A primeira pessoa a me falar sobre o Claudevan Melo foi o compositor Ibys Maceioh, em tom reverente, qualificando-o como o maior conhecedor do universo musical alagoano e dono de um fabuloso e organizado arquivo de discos. Porém foi o forrozeiro-carnavalesco José Lessa Gama quem o levou à livraria Dialética, no bairro histórico de Jaraguá, onde eu cumpria as funções de livreiro. Sujeito simples, mas firme e determinado, de sangue no olho, tacou-me logo um bocado de nomes de compositores alagoanos para testar a minha douta ignorância. Eu conhecia a maioria dos nomes citados como Fon-Fon, Jararaca, Hekel Tavares, Peterpan, Airton Amorim, Antonio Paurilio, Reinaldo Costa e Juvenal Lopes e ficamos amigos.
Claudevan Melo não é um mero acumulador de discos, como alguns indivíduos que eu conheci ao longo da vida, mas um estudioso orgânico da música popular brasileira, na sutil acepção do termo, um pesquisador sóbrio, que leva o seu trabalho às últimas consequências.
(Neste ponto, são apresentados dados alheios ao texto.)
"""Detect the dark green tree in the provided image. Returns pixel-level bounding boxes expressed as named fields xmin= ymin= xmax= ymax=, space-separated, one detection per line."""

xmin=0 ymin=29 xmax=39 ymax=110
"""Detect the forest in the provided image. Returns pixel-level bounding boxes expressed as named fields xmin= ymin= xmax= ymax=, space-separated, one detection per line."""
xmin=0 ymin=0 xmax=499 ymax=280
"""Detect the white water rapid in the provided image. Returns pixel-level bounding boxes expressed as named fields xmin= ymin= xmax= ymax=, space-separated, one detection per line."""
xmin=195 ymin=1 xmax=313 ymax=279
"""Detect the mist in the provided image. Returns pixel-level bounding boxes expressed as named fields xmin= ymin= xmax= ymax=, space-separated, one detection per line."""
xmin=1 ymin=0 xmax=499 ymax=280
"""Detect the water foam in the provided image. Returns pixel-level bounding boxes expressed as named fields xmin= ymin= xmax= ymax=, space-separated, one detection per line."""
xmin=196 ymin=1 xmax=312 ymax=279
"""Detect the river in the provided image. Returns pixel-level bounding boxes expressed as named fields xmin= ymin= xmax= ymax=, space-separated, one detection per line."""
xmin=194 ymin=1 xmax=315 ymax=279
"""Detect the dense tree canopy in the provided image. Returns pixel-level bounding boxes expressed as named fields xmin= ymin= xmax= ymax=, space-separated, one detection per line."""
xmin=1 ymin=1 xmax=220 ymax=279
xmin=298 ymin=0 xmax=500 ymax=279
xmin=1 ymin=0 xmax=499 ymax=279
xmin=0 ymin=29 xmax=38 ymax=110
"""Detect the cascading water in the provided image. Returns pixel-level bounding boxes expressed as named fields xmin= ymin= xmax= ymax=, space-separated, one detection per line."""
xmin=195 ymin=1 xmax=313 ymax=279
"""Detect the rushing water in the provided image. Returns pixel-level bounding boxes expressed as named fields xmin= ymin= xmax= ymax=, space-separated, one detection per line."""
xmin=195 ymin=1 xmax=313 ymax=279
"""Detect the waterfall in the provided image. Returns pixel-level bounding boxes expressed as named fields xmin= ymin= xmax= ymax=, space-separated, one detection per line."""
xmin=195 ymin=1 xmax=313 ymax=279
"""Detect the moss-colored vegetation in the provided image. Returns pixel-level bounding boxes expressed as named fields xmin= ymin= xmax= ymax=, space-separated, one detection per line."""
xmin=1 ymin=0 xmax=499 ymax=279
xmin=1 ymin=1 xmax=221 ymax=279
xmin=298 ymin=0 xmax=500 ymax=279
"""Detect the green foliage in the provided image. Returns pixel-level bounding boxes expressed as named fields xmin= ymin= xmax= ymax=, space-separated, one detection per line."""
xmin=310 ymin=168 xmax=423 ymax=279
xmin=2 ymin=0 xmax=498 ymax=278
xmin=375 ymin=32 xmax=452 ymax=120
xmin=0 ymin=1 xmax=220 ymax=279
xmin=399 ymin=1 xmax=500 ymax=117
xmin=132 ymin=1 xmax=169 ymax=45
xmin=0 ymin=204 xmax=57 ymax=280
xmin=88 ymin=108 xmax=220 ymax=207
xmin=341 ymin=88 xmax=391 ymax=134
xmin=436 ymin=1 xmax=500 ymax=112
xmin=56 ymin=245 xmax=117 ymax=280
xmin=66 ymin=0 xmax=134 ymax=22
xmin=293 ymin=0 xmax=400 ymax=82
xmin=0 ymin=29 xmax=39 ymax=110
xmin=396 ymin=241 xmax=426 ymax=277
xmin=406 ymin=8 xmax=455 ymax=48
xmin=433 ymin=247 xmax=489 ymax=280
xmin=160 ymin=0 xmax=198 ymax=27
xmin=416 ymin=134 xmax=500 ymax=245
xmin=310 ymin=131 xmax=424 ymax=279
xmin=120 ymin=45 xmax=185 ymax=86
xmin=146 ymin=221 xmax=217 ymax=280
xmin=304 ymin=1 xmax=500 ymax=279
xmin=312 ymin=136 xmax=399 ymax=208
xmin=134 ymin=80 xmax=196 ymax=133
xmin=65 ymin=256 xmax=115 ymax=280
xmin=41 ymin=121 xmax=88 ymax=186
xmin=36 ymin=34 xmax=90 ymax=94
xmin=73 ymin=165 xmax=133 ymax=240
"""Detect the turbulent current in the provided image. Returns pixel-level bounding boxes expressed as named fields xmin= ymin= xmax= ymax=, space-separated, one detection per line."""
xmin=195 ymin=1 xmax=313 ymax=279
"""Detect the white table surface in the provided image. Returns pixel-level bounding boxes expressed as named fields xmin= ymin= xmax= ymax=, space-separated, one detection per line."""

Como colecionador temático — e o seu tema central é a música popular alagoana (também a erudita, sendo um ativo divulgador de Misael Domingues e Hekel Tavares, entre outros) — ele possui literalmente tudo que foi produzido por nossos artistas, seja compositor, instrumentista, arranjador, maestro ou intérprete: uma paixão que lhe consumiu mais de 45 anos de penosas pesquisas. Daria um trabalhão dos diachos fazer um levantamento completo de toda a pequena fortuna investida nesta missão quase sagrada, de guardar tudo, proteger tudo, possuir todas as peças musicais dos diversos autores alagoanos, e ele possui relíquias de causar inveja aos colecionadores mais exigentes e extremados.
Se você conhece cinco músicas de Peterpan (é raríssima tal possibilidade), o Claudevan lhe mostrará, em frações de segundos, cento e trinta discos de 78 rotações com obras deste autor. Ele simplesmente quebra a banca do jogo. O catálogo de seu acervo reúne mais de 5 mil discos 78 RPM e muito mais de 3000 LPS, além de uns 2000 CDS. Não satisfeito em reunir O letrista de músicas Sadi Cabral 8 este portentoso espólio, ele possui cerca de duas mil partituras, cinco mil recortes de jornais, milhares de fotografias, mais de 50 acetatos de 78 RPM, uma variedade notável de revistas, mais de 300 livros sobre música popular e erudita, teatro e cinema e até objetos pessoais de artistas como Jararaca e Hekel Tavares, para ficarmos só nestes dois. Enfim um tesouro vivo, resgatando a alma sonora alagoana, em seus pormenores mais líricos e profundos. Agora, definitivamente de volta à Maceió, desde janeiro de 2022, com o seu vasto acervo trazido num caminhão tipo baú, após mais de cinquenta anos, vivendo em São Paulo – e ele regressou para rever a mãe D. Elza, já idosa e a sua família —o irrequieto pesquisador já pretende publicar um livro foto bio musical sobre o letrista, ator e autor alagoano Sadi Cabral, o que faz com sábia argúcia e erudito esmero, embasado num inesgotável banco de dados. Ele simplesmente liquida o assunto.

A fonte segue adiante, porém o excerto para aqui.